Hoy vamos a detenernos y respirar y escuchar lo que Dios quiere hablar a nuestro corazón.
Jeremías 31:3
«Jehová se manifestó a mí hace ya mucho tiempo diciendo: Con amor eterno te he amado, por tanto te prolongué mi misericordia.»
Hay algo que debes entender hoy y es que aunque tú te hayas detenido, Dios no lo ha hecho. Su llamado sobre tu vida no se ha apagado ni tampoco se ha debilitado, no ha perdido fuerza. Tal vez el ruido, las ocupaciones o las luchas te hicieron pensar que todo quedó atrás, pero el amor de Dios no funciona como el nuestro.
El amor del Señor no cambia, no se cansa, no se retracta. Mientras que el amor del hombre es pasajero, hoy ama, mañana aborrece y hasta nos olvidamos de las promesas y de las cosas que un día dijimos y las echamos al cesto de la basura, Dios no lo hace. Dios permanece fiel, de tal manera que Dios te llamó no por lo que tú eras en un momento, sino que te llamó por lo que Él ve en ti desde la eternidad.
Aún cuando te sentiste lejos, aún cuando guardaste silencio, aún cuando pensaste que ya no era el tiempo, su voz sigue allí susurrando: «vuelve, vuelve». Hoy no es un día para lamentar lo que no hiciste, más bien es un día para responder a ese amor que sigue insistiendo, llamándote, porque cuando Dios ama, permanece y cuando Él llama no se equivoca.
No importa cuánto tiempo haya pasado, ese llamado que Dios te hizo sigue allí vivo, vigente, y tú aún estás a tiempo de responderlo.

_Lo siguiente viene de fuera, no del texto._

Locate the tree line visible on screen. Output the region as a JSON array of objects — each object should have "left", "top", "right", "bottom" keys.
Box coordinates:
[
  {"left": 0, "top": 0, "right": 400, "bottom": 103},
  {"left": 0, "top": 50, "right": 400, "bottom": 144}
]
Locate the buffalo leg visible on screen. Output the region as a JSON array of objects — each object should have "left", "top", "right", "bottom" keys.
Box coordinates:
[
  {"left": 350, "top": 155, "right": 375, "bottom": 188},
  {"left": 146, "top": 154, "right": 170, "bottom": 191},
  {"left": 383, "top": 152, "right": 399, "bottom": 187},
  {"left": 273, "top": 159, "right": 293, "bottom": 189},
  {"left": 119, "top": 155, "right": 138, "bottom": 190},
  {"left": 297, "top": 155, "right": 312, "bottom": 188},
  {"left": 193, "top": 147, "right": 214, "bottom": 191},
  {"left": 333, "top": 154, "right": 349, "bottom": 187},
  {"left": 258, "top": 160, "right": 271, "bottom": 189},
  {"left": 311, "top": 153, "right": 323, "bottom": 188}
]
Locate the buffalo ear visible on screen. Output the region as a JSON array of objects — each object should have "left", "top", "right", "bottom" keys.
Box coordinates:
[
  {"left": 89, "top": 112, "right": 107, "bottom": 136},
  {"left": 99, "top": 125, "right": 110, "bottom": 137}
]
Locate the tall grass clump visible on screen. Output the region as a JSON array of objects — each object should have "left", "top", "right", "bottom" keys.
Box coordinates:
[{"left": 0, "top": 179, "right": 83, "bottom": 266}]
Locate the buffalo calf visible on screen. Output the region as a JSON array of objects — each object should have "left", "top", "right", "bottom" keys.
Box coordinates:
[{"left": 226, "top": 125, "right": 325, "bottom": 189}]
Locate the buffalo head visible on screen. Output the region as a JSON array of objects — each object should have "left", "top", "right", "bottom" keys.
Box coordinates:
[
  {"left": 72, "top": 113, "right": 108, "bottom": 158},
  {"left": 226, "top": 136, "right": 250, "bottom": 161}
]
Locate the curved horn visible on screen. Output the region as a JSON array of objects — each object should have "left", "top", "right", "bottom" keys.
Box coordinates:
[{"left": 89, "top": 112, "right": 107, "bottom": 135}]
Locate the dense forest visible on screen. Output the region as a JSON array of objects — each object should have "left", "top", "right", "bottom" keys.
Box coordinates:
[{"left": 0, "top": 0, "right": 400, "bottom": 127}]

Estás a tiempo de decirle a Él: «Heme aquí Señor, aquí estoy. ¿Qué quieres que yo haga Señor? ¿Qué quieres de mí?» Yo sé que Dios está allí para ayudar, porque lo que más quiere el Señor es eso, que podamos disfrutar de su amor, de ese llamado, de esa intimidad con Él, de estar a solas con Él, de que tú puedas confiar plenamente en ese Dios que te ama, ese Dios que está dispuesto a todo por ti. Y que ha manifestado ese gran amor por ti, cuando dio a su hijo amado Jesús para que muriera en la Cruz del Calvario para darte una salvación.
Entonces podemos ver que Él aún sigue llamando y diciendo: «Estoy dispuesto para restaurar tu vida. Si hoy es el día que tú quieres volver a mí, si hoy es el día que tú quieres volver a esa intimidad conmigo, yo estoy dispuesto a restaurarte, a hacer de ti esa persona que realmente anhelo que tú seas.»
Entonces ya no le des más vueltas a esto, vuelve al Señor, porque su llamado no se ha apagado, su llamado sigue vigente. Recuerda algo muy importante y que nunca se te olvide:
¡El llamado de Dios no se apaga, sólo está esperando tu respuesta!
«Señor gracias, porque tu amor por mí no ha cambiado. Hoy reconozco que muchas veces me alejé, me distraje o dudé, pero tu llamado sigue firme.
Aquí estoy Señor, vuelvo a ti. Aviva en mí el propósito que sembraste, renueva mi fuerza, enséñame a caminar nuevamente en tu voluntad. Ayúdame a permanecer fiel a ti Señor, que nada me aparte de tu amor.
Como dice tu palabra, que ni la vida ni la muerte me aparten de ti, ni lo alto, ni lo profundo, ni ángeles, ni principados, ni potestades, que nada me pueda apartar de ese amor tuyo, de ese llamado que tú un día me hiciste, que yo pueda permanecer fiel a ti.
Gracias Dios por tu palabra, gracias por llamarme para servirte, gracias en el nombre de Jesús, amén.»